A cursory examination of the leaked draft agreement reveals that this round of China-UK economic and trade discussions was no exception. The Treasury planned to invite the Chinese government’s Sovereign Wealth Fund to open a representative office in the United Kingdom, to allow more Chinese companies to list on the London Stock Exchange, to assist Chinese companies operating in the United Kingdom in issuing renminbi debt, and to launch a new Chevening scholarship scheme to allow Chinese businessmen to study in the United Kingdom.

Of course, in exchange for assisting Chinese companies in increasing their takeovers of strategic infrastructure and businesses in the UK, allowing them to list on the London Stock Exchange, and assisting with the internationalisation of the renminbi, the British government would be fairly compensated under the draft agreement with the resumption of direct flights between London and Beijing, the relaxation of restrictions on U.K. beef exports, and greater access for HSBC and Standard Chartered.

Aside from the Treasury’s capacity to negotiate an uneven arrangement, it is noticeable that many of these proposed concessions overlook geopolitical realities, cross the stance of the United Kingdom’s important allies, or the rising public concern in the UK about being economically dependent on China.

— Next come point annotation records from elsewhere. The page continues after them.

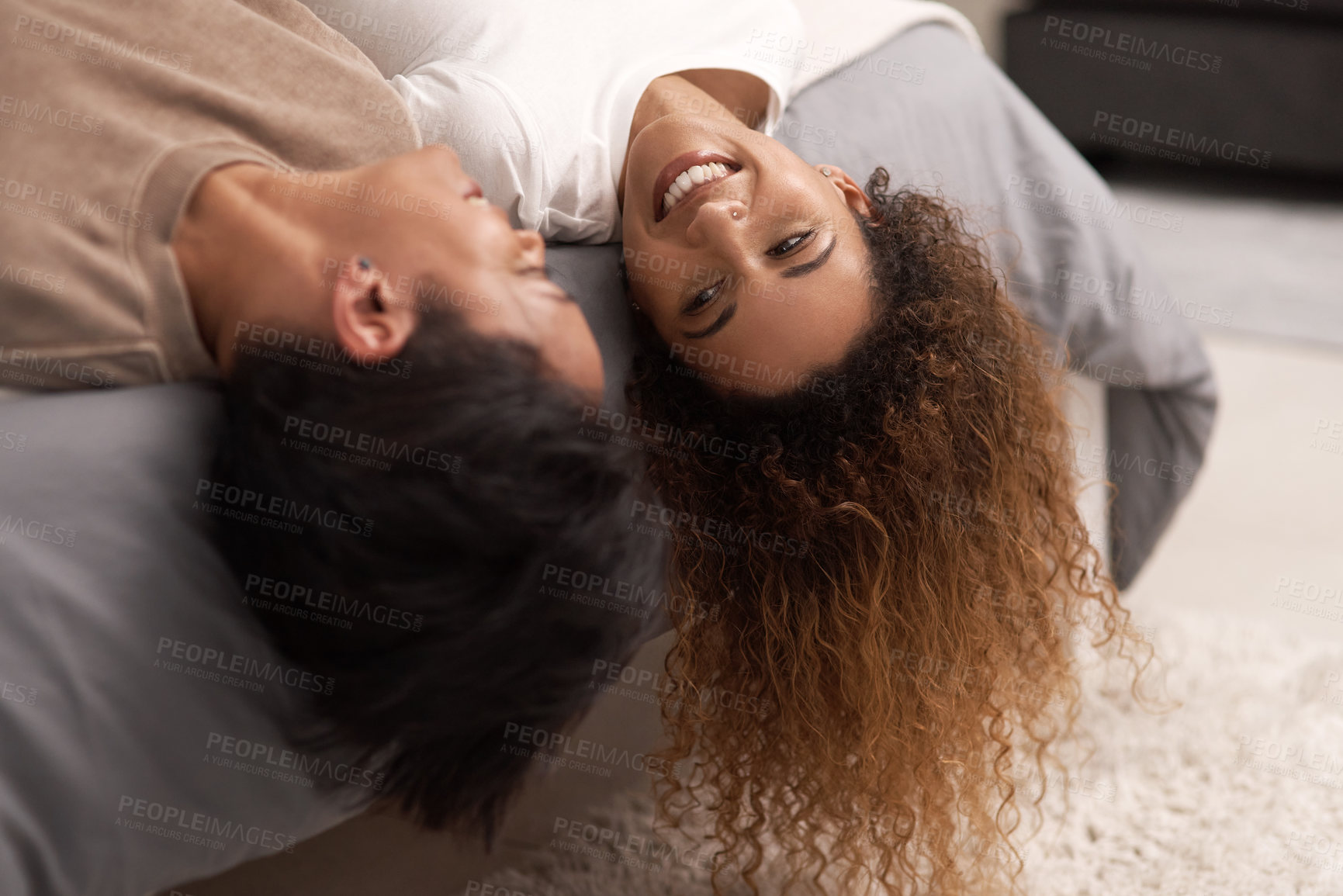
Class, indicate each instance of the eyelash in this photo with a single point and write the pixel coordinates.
(707, 296)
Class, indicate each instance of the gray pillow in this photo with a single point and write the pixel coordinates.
(139, 721)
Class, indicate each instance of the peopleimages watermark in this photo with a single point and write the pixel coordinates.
(632, 850)
(587, 587)
(246, 505)
(67, 209)
(1102, 203)
(841, 64)
(18, 360)
(285, 765)
(724, 532)
(1308, 598)
(1137, 297)
(36, 530)
(15, 692)
(1126, 49)
(29, 112)
(665, 272)
(328, 607)
(364, 29)
(708, 363)
(1054, 363)
(196, 828)
(1291, 760)
(668, 435)
(579, 754)
(1327, 435)
(216, 664)
(34, 278)
(312, 352)
(69, 42)
(1153, 139)
(419, 293)
(652, 687)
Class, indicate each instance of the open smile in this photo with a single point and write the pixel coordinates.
(688, 175)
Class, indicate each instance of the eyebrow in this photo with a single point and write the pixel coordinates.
(797, 270)
(716, 325)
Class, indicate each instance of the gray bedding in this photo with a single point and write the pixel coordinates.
(84, 622)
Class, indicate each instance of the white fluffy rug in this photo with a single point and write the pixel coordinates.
(1238, 791)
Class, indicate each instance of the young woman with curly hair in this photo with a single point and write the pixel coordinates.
(915, 650)
(911, 645)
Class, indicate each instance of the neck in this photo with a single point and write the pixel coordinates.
(724, 95)
(242, 244)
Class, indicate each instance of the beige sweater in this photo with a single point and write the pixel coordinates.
(110, 115)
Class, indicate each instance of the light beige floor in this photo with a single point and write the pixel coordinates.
(1268, 504)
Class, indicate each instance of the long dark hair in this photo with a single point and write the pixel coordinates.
(459, 481)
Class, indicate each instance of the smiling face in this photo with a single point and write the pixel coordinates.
(747, 260)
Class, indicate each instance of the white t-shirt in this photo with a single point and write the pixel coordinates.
(538, 95)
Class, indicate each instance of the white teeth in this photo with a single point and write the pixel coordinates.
(691, 178)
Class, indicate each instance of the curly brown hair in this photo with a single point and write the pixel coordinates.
(915, 650)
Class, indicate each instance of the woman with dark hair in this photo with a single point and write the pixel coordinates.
(904, 433)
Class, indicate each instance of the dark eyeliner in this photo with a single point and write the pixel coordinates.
(804, 238)
(701, 300)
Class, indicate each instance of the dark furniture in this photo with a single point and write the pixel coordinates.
(1248, 85)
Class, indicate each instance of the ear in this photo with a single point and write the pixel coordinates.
(853, 194)
(371, 321)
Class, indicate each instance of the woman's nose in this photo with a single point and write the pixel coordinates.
(716, 222)
(534, 246)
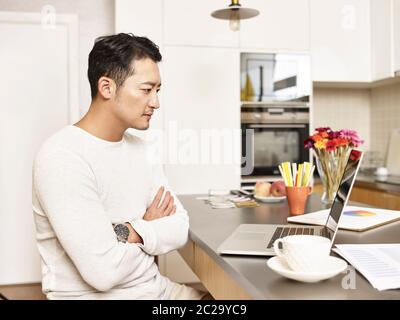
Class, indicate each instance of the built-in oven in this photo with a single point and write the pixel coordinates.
(273, 133)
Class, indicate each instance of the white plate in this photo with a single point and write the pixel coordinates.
(333, 268)
(270, 199)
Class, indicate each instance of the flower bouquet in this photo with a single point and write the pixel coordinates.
(332, 149)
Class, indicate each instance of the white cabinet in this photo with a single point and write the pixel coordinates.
(189, 22)
(340, 40)
(41, 96)
(142, 18)
(202, 118)
(381, 39)
(281, 25)
(396, 36)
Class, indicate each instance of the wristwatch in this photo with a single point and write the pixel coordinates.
(122, 232)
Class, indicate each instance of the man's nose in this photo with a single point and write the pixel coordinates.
(154, 102)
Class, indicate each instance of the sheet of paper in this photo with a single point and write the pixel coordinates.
(379, 263)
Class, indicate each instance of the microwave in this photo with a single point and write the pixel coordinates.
(269, 77)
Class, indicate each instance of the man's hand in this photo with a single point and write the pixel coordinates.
(157, 210)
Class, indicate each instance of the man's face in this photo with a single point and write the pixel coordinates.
(137, 98)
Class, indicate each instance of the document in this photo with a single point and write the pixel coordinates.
(379, 263)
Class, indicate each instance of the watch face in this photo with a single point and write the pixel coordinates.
(122, 232)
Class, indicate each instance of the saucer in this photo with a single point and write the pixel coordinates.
(333, 268)
(270, 199)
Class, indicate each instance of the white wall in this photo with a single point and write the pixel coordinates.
(96, 18)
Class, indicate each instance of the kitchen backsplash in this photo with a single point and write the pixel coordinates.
(385, 115)
(344, 109)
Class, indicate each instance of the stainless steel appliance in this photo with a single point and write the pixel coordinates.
(275, 95)
(275, 77)
(273, 133)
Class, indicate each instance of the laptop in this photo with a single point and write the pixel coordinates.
(258, 239)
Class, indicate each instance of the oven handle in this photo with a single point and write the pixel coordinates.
(255, 126)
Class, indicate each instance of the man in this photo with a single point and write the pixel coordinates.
(102, 210)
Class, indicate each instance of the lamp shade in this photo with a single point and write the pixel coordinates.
(240, 12)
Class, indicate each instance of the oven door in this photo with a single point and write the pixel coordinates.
(268, 145)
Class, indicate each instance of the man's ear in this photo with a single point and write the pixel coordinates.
(106, 87)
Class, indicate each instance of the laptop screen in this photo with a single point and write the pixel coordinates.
(343, 193)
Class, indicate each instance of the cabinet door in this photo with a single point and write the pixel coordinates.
(281, 25)
(381, 38)
(190, 22)
(201, 92)
(41, 97)
(142, 18)
(396, 37)
(340, 40)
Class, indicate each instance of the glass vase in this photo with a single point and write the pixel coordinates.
(330, 166)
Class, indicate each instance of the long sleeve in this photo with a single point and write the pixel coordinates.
(66, 189)
(168, 233)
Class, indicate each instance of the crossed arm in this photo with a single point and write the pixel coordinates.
(158, 209)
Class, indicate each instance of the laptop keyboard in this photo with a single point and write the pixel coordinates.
(281, 232)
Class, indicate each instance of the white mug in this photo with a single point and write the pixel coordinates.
(304, 253)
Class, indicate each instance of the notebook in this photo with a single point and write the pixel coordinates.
(353, 218)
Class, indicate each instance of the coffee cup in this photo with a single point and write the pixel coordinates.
(304, 253)
(297, 199)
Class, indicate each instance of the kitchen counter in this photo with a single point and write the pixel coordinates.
(248, 277)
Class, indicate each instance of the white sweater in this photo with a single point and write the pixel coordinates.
(81, 186)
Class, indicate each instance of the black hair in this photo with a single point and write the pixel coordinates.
(112, 56)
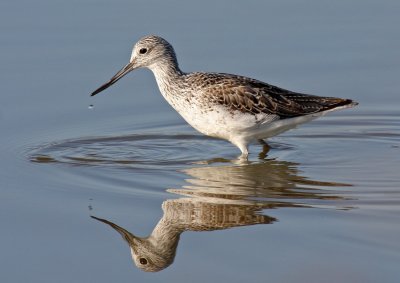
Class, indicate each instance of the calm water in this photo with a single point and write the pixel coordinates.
(322, 205)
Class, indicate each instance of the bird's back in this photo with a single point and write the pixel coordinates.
(254, 97)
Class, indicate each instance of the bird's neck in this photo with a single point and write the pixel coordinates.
(167, 74)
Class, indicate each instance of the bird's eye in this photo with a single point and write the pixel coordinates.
(143, 261)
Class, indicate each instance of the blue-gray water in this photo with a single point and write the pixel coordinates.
(321, 206)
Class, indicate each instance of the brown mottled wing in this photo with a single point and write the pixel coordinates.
(253, 96)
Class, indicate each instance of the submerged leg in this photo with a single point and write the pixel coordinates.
(243, 148)
(265, 150)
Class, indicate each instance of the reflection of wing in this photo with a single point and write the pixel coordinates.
(221, 198)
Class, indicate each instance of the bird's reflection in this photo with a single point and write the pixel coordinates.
(222, 197)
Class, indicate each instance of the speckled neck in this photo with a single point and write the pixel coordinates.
(168, 75)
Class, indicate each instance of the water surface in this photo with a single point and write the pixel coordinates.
(321, 205)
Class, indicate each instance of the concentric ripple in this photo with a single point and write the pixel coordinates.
(133, 151)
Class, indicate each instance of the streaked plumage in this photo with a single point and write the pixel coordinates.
(235, 108)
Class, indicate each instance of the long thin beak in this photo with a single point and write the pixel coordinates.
(128, 236)
(129, 67)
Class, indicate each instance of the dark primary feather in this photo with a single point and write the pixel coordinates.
(253, 96)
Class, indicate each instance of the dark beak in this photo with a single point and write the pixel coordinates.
(115, 78)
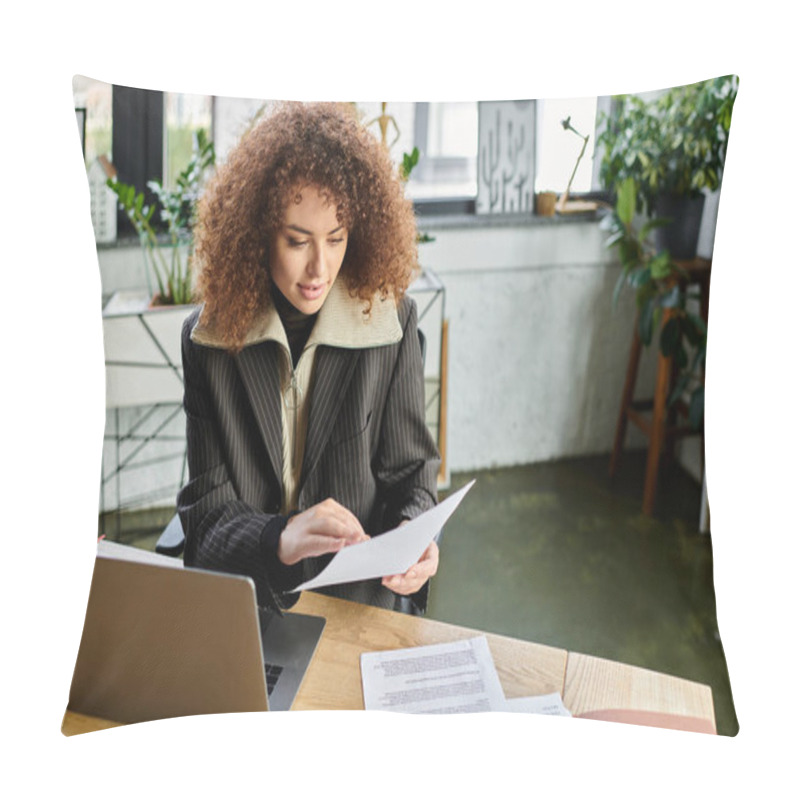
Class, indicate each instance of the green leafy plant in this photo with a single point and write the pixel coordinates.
(410, 160)
(661, 297)
(675, 144)
(178, 207)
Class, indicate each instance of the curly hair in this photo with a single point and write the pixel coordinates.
(243, 207)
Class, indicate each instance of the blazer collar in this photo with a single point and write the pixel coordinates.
(341, 323)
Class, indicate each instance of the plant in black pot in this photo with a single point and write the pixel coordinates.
(662, 297)
(674, 148)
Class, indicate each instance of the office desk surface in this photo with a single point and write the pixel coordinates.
(587, 684)
(334, 679)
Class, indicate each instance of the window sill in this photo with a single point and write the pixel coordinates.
(459, 221)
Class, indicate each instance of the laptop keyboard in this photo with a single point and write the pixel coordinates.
(272, 672)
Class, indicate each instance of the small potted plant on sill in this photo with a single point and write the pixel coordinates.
(674, 149)
(170, 258)
(661, 297)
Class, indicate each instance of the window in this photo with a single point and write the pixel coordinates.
(446, 135)
(147, 135)
(152, 132)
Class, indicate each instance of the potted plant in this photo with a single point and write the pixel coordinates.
(656, 279)
(674, 148)
(170, 257)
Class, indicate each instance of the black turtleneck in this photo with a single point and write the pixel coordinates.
(296, 324)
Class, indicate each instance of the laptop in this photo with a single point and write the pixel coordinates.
(163, 640)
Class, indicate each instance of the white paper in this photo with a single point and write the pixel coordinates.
(391, 553)
(550, 704)
(452, 678)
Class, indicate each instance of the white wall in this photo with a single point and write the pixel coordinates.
(537, 353)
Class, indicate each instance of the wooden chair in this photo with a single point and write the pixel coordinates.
(661, 424)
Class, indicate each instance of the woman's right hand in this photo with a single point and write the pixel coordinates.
(324, 528)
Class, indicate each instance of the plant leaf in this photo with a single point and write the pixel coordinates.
(626, 200)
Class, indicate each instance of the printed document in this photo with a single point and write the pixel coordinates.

Consider the issue of increasing the number of Chinese firms that can list on the London Stock Exchange. Such a programme would indirectly transfer Chinese internal political risks into the financial markets of the United Kingdom. Many Chinese firms are already experiencing harsh and unpredictable regulatory crackdowns from the Chinese government as a result of their international activity (e.g., Didi Chuxing’s IPO in New York). The Chinese economy is experiencing a slump unmatched in the last two decades. Serious human rights breaches in Xinjiang and Hong Kong continue to endanger the reputations of companies that have signed the ESG commitment.

Ministers have made extensive use of the National Security and Investment Act’s new powers to prevent foreign takeovers. Allowing the China Investment Corporation to open a representative office in the United Kingdom, on the other hand, would have given the sovereign wealth fund permission to expand its substantial holdings in the country, which already include stakes in Heathrow Airport, Neptune Energy, Thames Water, and logistics firm Logicor.

Similarly, the planned suggestion of assisting Chinese companies in issuing renminbi debt in the UK ignores the Chinese government’s growing interest in using renminbi internationalisation to bypass the SWIFT banking system in the future, as well as investor sentiment, with investors dumping a record $35 billion in renminbi-denominated bonds in the UK.

Even the so-called benefits of this proposed discourse, if implemented, appear to be little when examined. According to the Agriculture and Horticulture Development Board, beef exports in the United Kingdom amounted to just 364.1 million British pounds in 2021, out of a total of 312.4 billion pounds in goods exports. The recent establishment of a Chinese Communist Party cell at HSBC’s China offices indicates that Beijing is raising the cost of entry to its markets for British-based banks. These cells are part of the United Front control and influence network.

(XinhuaLi XuerenIANS)

Former Chancellor Mr Sunak has previously rejected the draft accord as the product of Treasury officials, claiming that he opposed it due to national security concerns. The pact, however, represents a long-standing Treasury dogma that has prioritised growing commercial relationships above very real economic, security, and ethical dangers. Under the previous three prime ministers, the mechanics of China-UK ties have been governed by this business-first mindset.

What needs to be seen is if Boris Johnson’s successor is ready to question this established dogma, or whether any of the provisions in this draft agreement will be revisited in a future economic discussion between the United Kingdom and China.